Dead Flowers

Pink Floyd「The Dark Side Of The Moon」

The Dark Side Of The Moon ジャケット

お気に入り度
★★★★

Released Mar 1973

1.Speak To Me

2.Breathe

3.On The Run

4.Time

5.The Great Gig In The Sky

6.Money

7.Us And Them

8.Any Colour You Like

9.Brain Damage

10.Eclipse

70年代を代表するプログレバンド、ピンクフロイドの代表作。邦題の「狂気」というタイトルでおなじみ。プログレというと、曲の時間が10分を平気で超えてくるほどすごく長く、演奏がハイテクニックで難しい音楽というイメージですが、このアルバムにおいては、そういった10分超えの曲はなく、また複雑な曲もなく、普通にポップスの感覚で聴ける作品になっています。
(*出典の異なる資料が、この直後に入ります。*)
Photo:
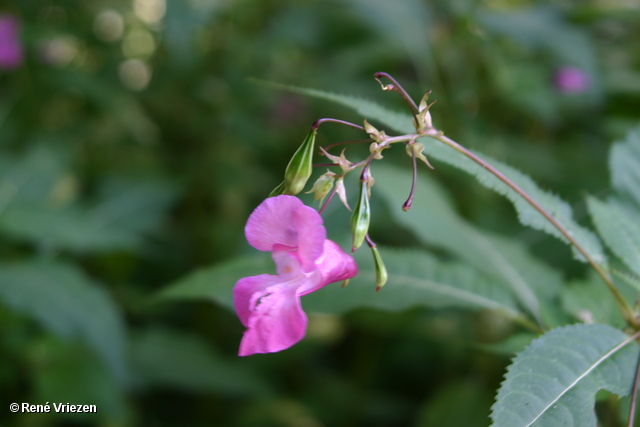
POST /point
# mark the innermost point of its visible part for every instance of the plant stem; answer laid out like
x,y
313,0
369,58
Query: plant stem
x,y
634,396
318,122
353,141
625,309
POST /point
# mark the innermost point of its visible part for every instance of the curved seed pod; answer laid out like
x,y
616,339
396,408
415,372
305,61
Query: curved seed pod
x,y
381,270
360,218
322,186
300,166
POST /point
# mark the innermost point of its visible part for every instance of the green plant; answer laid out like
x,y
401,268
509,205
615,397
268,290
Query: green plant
x,y
554,380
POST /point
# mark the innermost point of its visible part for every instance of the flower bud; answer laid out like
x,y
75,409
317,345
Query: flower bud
x,y
300,166
380,269
322,186
416,149
340,160
424,117
360,218
374,133
342,192
279,190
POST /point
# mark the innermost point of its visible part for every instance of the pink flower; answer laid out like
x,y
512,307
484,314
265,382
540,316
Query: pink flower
x,y
11,55
571,80
269,306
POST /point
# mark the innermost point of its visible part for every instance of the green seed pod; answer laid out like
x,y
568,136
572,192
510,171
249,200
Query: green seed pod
x,y
278,190
300,166
360,218
381,270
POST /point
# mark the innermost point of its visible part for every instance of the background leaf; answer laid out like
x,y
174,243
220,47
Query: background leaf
x,y
624,164
66,302
170,359
38,203
619,231
554,380
435,222
527,215
415,279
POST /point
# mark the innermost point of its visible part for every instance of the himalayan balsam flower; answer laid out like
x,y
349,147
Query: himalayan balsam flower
x,y
11,54
269,306
571,80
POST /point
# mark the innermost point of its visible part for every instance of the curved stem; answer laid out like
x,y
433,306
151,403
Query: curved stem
x,y
625,309
397,87
353,141
634,396
318,122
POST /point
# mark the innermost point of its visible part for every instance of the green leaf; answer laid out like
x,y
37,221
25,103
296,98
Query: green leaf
x,y
619,230
553,382
624,163
66,302
527,215
415,279
590,301
37,203
443,407
68,372
216,282
434,221
163,358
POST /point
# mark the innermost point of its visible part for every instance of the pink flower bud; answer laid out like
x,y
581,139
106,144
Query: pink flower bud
x,y
571,80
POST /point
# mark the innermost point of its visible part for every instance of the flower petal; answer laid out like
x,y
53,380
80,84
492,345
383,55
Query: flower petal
x,y
276,320
245,288
285,223
334,265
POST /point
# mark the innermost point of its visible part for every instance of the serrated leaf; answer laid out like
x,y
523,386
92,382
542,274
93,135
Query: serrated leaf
x,y
434,221
164,358
624,163
589,301
619,231
553,382
66,302
527,215
415,279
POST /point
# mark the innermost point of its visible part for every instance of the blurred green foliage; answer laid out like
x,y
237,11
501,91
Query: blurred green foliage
x,y
133,148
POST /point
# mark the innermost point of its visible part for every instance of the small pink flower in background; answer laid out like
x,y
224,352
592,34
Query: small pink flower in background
x,y
571,80
269,306
11,54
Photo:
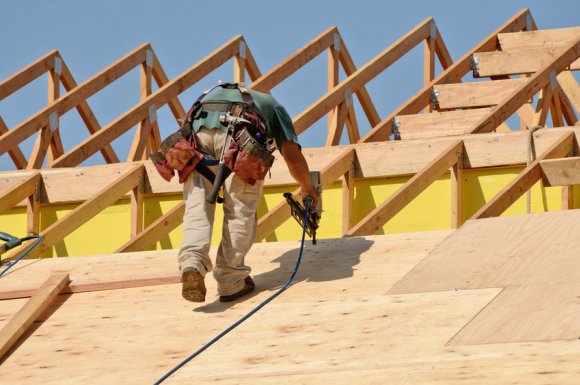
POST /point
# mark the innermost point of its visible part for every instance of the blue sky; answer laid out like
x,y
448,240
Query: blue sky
x,y
90,35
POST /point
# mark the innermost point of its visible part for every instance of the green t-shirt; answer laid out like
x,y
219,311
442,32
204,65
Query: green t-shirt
x,y
276,118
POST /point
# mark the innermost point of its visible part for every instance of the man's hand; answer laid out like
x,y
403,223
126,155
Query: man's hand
x,y
299,170
310,191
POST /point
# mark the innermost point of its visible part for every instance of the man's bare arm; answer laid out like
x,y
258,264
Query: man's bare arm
x,y
299,170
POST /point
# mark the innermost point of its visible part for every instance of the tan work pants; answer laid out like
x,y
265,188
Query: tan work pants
x,y
239,227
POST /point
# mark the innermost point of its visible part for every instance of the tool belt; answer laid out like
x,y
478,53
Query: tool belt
x,y
178,153
248,158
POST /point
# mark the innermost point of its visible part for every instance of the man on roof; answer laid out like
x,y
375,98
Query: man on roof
x,y
261,123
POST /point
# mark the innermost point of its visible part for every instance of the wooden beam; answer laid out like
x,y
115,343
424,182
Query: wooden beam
x,y
295,61
352,125
332,81
153,233
137,207
561,172
570,87
81,214
442,52
457,192
556,109
159,98
86,114
72,99
525,180
15,153
161,79
362,76
33,210
516,99
362,93
240,65
475,94
280,213
546,38
19,192
336,125
55,149
452,74
48,141
348,187
428,65
440,123
542,107
140,143
34,307
374,160
40,148
409,191
567,197
518,62
251,66
32,71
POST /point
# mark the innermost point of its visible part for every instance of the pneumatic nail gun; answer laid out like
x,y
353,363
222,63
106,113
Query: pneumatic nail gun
x,y
298,210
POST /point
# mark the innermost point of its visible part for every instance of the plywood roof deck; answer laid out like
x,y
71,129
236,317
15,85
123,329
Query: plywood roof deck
x,y
494,302
363,310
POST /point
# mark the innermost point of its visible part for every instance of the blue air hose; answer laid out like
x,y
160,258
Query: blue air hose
x,y
307,203
38,240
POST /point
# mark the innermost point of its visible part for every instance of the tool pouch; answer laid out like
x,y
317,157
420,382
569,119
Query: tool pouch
x,y
178,152
248,158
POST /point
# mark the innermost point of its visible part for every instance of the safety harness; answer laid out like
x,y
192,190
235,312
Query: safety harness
x,y
248,154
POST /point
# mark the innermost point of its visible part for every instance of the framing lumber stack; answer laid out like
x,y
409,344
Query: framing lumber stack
x,y
480,299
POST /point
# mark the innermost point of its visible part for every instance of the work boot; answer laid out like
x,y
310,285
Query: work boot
x,y
248,288
193,288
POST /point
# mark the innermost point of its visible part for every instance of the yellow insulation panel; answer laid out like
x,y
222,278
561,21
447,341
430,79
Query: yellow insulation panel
x,y
110,229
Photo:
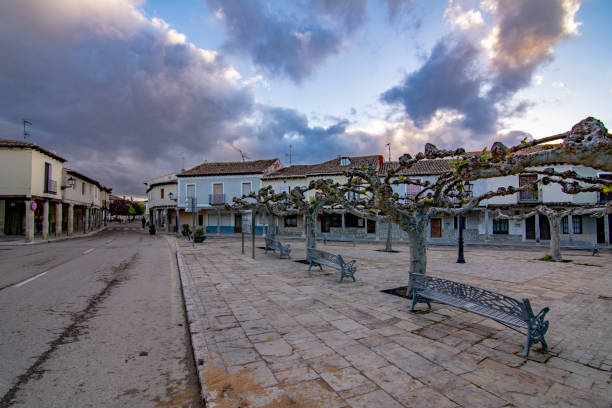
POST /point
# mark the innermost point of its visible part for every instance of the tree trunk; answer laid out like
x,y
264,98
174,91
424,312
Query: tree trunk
x,y
555,237
311,238
418,248
388,245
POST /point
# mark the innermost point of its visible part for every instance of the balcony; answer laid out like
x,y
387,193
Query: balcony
x,y
216,199
50,187
528,197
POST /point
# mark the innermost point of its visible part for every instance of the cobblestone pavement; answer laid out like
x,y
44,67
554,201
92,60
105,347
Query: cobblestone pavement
x,y
267,333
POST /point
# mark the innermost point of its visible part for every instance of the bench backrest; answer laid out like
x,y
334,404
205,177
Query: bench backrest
x,y
474,294
325,256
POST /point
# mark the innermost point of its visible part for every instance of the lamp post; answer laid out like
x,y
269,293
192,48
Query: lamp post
x,y
467,192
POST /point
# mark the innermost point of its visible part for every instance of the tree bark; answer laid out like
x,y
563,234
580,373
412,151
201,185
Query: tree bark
x,y
555,237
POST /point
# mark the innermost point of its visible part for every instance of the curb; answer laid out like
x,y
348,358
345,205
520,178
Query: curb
x,y
50,241
196,332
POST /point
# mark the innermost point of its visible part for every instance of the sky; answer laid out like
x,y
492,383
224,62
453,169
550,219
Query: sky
x,y
128,90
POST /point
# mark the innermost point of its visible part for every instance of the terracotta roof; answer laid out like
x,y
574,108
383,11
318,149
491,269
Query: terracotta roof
x,y
83,177
29,145
421,168
297,170
329,167
215,169
334,166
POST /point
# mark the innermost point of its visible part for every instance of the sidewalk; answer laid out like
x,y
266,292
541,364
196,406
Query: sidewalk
x,y
267,333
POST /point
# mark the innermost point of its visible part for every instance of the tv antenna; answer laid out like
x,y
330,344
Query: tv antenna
x,y
25,133
244,156
290,155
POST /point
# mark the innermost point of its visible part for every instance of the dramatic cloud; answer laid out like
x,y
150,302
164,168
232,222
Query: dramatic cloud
x,y
98,76
290,43
473,73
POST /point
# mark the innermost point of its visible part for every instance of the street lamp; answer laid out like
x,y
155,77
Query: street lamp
x,y
467,192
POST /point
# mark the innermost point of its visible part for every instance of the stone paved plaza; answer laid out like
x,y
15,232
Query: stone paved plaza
x,y
267,333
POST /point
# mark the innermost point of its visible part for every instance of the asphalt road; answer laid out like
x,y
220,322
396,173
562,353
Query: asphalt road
x,y
94,322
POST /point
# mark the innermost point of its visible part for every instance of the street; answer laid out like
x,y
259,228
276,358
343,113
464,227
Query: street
x,y
96,321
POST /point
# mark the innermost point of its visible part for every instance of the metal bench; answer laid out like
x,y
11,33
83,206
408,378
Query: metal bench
x,y
504,309
318,258
339,237
273,244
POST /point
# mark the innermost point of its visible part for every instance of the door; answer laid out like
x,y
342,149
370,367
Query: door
x,y
530,227
371,227
544,228
325,222
601,233
436,227
238,223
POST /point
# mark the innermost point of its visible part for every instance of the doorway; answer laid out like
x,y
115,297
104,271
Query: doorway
x,y
436,227
238,223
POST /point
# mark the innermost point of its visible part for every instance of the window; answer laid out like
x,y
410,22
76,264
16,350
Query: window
x,y
577,224
352,221
246,188
412,190
605,197
528,196
291,221
190,191
500,226
462,222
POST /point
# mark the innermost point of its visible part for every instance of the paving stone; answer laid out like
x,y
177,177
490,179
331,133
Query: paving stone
x,y
274,348
296,375
393,380
329,362
374,399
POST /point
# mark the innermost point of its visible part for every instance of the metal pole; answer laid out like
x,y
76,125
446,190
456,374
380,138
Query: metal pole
x,y
253,234
460,258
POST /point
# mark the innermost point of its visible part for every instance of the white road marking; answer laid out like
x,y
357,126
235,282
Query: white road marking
x,y
29,280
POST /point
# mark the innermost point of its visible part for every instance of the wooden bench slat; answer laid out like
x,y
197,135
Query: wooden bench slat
x,y
483,302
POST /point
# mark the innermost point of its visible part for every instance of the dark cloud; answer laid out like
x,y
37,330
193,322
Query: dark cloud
x,y
476,82
102,78
292,43
449,80
524,36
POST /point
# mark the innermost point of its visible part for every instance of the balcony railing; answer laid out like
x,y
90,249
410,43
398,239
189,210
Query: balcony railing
x,y
51,187
216,199
604,198
528,197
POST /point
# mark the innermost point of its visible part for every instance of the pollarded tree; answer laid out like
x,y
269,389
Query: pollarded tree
x,y
555,217
588,144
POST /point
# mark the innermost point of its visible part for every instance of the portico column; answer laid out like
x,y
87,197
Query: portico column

ピンクフロイドのみならずプログレ初心者の入門盤としてもおススメです。

私がこのアルバムを知ったのはミスチルの『深海』で、フロイドっぽいとか、『The Dark Side Of The Moon』の影響を感じるというレビューを見て、これはぜひ聴いてみようと思ったのがきっかけです。確かに効果音を印象的に使っていたり、曲と曲が空白なくつながっている、コンセプトアルバムである点とか確かに影響を感じますね。

邦題の通り、「人間の内面による狂気」というコンセプトで描かれた作品で、「時間」「お金」といった誰もが心当たりのあるテーマが扱われています。その時間や老いといった後悔を描いた「Time」の歌詞は、アクティブな人間ではない私にとって、いつ聴いても強烈な歌詞で、心の中で「うああああああ」と喚いてしまいます。あかん、ワイも狂気に囚われ始めてまう・・・!

倦怠にまみれた一日を刻む時計の音
おまえはただ無雑作に時を浪費していくだけ
故郷のちっぽけな土地から出ようともせず
手をひいて導いてくれる誰かか何かを待つだけ

陽だまりの中で寝そべることに飽き飽きして
家の中から降りしきる雨を眺める毎日
若いおまえにとって人生は長く
どんなに無駄に使ってもあり余るほどだ
だが、ある日おまえは
10年があっという間に過ぎ去ったことに気づく
いつ走りだせばいいのか、誰も教えてはくれない
そう、おまえは出発の合図を見逃したのだ

「Time」

訳詞引用元:Pink Floyd - Dark Side of the Moon / 狂気


ただ前作の『Meddle』が好きな私としては、ちょっと好きになり切れない部分があったんですね。まずサウンドがくっきりと明快になったこと。前作まではどちらかと言えば不明瞭でおぼろげなサウンドで、それがフロイドの幻想的な音世界に浸れる要素だったのですが、今作ではそれが少し失われてしまったように思いました。

あとは良くも悪くも歌詞に大きく焦点が当たっているのも気になります。これまでのフロイドは音だけで世界観を表現できるバンドだったのですが、今作では歌詞が前面に出てきて、言葉で世界観を表現する、悪く言うと安易な手段をとってしまったように感じます。このアルバム制作時では、一つの方法論としての挑戦だったのかもしれませんが、後の『Wish You Were Here』『Animals』『The Wall』でも同じやり方で、その結果まず言及されることが歌詞の内容になってしまったこともあり、なんというか、クリエイティブな音楽家という点においては、決して良かったとは言い切れない変化が出てきた作品だったのかなと思います。

そういう意味では、このアルバムはピンクフロイドの過渡期にあたる作品であり、これまでのフロイドが出していた幻想的な音世界と、後の作品につながる印象的な歌詞が両方とも内在された、フロイドのおいしいところが詰まった作品だと思います。あと世界観が分かりやすくなったこともあり、その結果全世界で5000万枚以上の売上を上げることができたんでしょう。


本当は評価を★★★くらいにしようと思っていましたが、「The Great Gig In The Sky」や「Us And Them」を聴いて、印象より幻想的な部分は残っていて、自分の中で思ったよりいいアルバムだなと再認識しました。上述の通り、幻想的だけど抽象的で分かりにくいこれまでのフロイドと、歌詞が印象的で分かりやすい後のフロイドの部分が、ギリギリのバランスでうまく混ざり合った作品なんだなと。

私自身は、ピンクフロイドの魅力は、ロジャーウォーターズが書く印象的な歌詞ではなく、リチャードライトを中心に出される幻想的な音にあったんだと改めて思いました。